Data Manipulation with pandas

Run the hidden code cell below to import the data used in this course.

# Import the course packages
import pandas as pd
import numpy as np
import matplotlib.pyplot as plt

# Import the four datasets
avocado = pd.read_csv("datasets/avocado.csv")
homelessness = pd.read_csv("datasets/homelessness.csv")
temperatures = pd.read_csv("datasets/temperatures.csv")
walmart = pd.read_csv("datasets/walmart.csv")

Take Notes

pivot_table(values=, index =, columns= , fill value=, margins=, aggfunc=)

Index

.set_index() .reset_index() .loc[(list of values)] .sort_index(levels = [], ascending =())

Slicing DataFrames

Rows

First, sort_index outer level slicing: pass the indexes instead of position, and it includes the last index inner level slicing: pass the first and last position as tupples (outer index, inner index): (outer index, inner index)

Columns

df.loc[:(keeps all rows, x:y to get specific),x:y(range of columns to keep)]

Slicing with iloc

df.iloc[x:y (rows), x:y (columns)] doesn't include the last number

Use Boolean conditions to subset temperatures for rows in 2010 and 2011

temperatures_bool = temperatures[(temperatures["date"] >= "2010-01-01") & (temperatures["date"] <= "2011-12-31")]

Pivot Tables + Slicing

.mean(axis = 'index'(for each row), 'columns'(for each column)) When needing to get the minimum or maximum data for a dataframe with mean applied, first define the mean and then get the data using a Boolean like this: df[df.mean == df.mean.max()or df.mean.min()]

Visualizing your data

Bar plots

.plot(kind='type of sketch', title = 'name of the plot', x='gives name to the axis', y='same as x', rot = 'int, allows to rotate labels for a better reading') plt.legend(['criteria when laying multiple plots']) alpha = 'int, regulates transparency' goes into the hist or the plot plt.show('displays the plot') .scatterplot() function to get scatterplot(data ='value', x= , y=, hue='leyenda del grafico')

Subset avocados for the conventional type, and the average price column. Create a histogram.

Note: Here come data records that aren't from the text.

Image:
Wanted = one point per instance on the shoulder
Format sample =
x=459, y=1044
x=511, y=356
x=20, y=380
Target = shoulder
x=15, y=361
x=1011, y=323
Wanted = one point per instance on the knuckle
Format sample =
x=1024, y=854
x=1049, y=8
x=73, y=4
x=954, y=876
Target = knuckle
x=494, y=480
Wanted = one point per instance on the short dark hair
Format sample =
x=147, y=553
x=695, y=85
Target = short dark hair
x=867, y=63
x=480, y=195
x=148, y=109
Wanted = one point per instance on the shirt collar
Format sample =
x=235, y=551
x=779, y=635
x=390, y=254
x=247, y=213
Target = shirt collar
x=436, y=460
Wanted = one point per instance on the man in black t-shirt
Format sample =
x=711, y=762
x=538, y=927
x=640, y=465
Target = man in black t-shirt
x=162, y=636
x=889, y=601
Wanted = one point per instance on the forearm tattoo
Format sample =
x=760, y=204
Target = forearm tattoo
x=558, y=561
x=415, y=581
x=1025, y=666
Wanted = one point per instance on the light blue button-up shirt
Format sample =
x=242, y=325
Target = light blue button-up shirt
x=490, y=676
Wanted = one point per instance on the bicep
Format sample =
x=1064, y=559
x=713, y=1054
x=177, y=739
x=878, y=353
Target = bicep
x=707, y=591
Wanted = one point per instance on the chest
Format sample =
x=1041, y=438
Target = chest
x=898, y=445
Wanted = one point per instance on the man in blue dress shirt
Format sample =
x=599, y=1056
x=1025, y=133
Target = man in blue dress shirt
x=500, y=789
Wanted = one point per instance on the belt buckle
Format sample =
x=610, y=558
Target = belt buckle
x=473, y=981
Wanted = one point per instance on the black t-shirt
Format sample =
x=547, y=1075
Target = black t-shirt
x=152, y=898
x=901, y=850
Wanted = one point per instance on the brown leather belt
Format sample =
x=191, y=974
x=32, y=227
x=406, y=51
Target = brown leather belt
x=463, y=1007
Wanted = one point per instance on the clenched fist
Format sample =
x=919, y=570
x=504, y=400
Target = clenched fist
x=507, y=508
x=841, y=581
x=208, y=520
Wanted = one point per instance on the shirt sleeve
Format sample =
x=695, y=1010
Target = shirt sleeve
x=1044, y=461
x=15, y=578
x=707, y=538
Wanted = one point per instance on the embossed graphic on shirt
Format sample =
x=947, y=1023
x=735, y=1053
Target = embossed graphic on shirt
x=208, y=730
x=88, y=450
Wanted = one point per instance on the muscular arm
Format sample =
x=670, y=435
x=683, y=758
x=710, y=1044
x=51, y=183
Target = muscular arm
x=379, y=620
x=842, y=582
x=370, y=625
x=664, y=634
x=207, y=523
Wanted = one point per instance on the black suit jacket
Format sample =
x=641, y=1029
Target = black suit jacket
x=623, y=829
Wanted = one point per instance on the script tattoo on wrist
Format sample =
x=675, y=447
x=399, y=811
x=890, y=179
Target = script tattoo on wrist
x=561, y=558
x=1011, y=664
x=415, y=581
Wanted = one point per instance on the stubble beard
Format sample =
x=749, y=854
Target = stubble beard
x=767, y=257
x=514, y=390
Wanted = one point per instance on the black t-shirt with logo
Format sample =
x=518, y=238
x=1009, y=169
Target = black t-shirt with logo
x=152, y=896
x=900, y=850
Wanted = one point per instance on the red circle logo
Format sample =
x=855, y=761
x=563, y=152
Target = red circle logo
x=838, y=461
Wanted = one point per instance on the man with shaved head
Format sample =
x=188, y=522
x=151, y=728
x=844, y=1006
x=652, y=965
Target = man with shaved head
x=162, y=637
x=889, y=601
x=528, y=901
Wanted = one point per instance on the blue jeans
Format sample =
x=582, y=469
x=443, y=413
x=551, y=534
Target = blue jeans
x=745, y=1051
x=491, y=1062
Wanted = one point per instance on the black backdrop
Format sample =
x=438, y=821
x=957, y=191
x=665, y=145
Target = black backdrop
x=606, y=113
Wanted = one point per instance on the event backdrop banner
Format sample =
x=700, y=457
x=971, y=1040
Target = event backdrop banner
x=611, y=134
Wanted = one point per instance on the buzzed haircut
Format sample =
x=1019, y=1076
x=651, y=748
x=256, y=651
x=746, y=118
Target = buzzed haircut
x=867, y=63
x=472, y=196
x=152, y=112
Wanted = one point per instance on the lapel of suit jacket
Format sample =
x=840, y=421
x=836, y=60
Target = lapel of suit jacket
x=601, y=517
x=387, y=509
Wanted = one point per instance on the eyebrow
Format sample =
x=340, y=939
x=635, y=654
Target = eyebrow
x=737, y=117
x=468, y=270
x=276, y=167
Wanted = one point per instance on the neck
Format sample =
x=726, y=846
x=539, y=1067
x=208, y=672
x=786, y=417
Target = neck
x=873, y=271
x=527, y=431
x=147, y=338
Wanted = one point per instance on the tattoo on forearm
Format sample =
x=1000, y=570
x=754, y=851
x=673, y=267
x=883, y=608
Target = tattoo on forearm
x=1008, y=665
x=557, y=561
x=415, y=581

Create a histogram of avg_price for organic type avocados. Add a legend to your plot, with the names "conventional" and "organic". Show your plot.

Solution

avocados[avocados["type"] == "conventional"]["avg_price"].hist(alpha=0.5, bins= 20)

Modify bins to 20

avocados[avocados["type"] == "organic"]["avg_price"].hist(alpha=0.5, bins= 20)

Add a legend

plt.legend(["conventional", "organic"])

Show the plot

plt.show()

Missing values

df.isna() or df.isnull() Detects if there is any NaN value. We can add .sum() and we get the amount of missing values. True = 1, False = 0. Adding any() gives specifics, it detects NaN values in the columns and gives a feedback with the columns. We can add a plot to show the amount of missing values with .plot(kind='bar')

Removing missing values

df.dropna(how='all'for deleting the rows where all the data is NaN) Deletes the rows where the data is missing

Replace missing values

df.fillna(0) Changes the NaN values to 0

Creating DataFrames

Methods

List of dictionaries: Creates row by row list_of_dicts =[{key:value,key:value, key:value, key:value},{key:value, key:value, key:value, key:value}] df = pd.DataFrame(list_of_dicts)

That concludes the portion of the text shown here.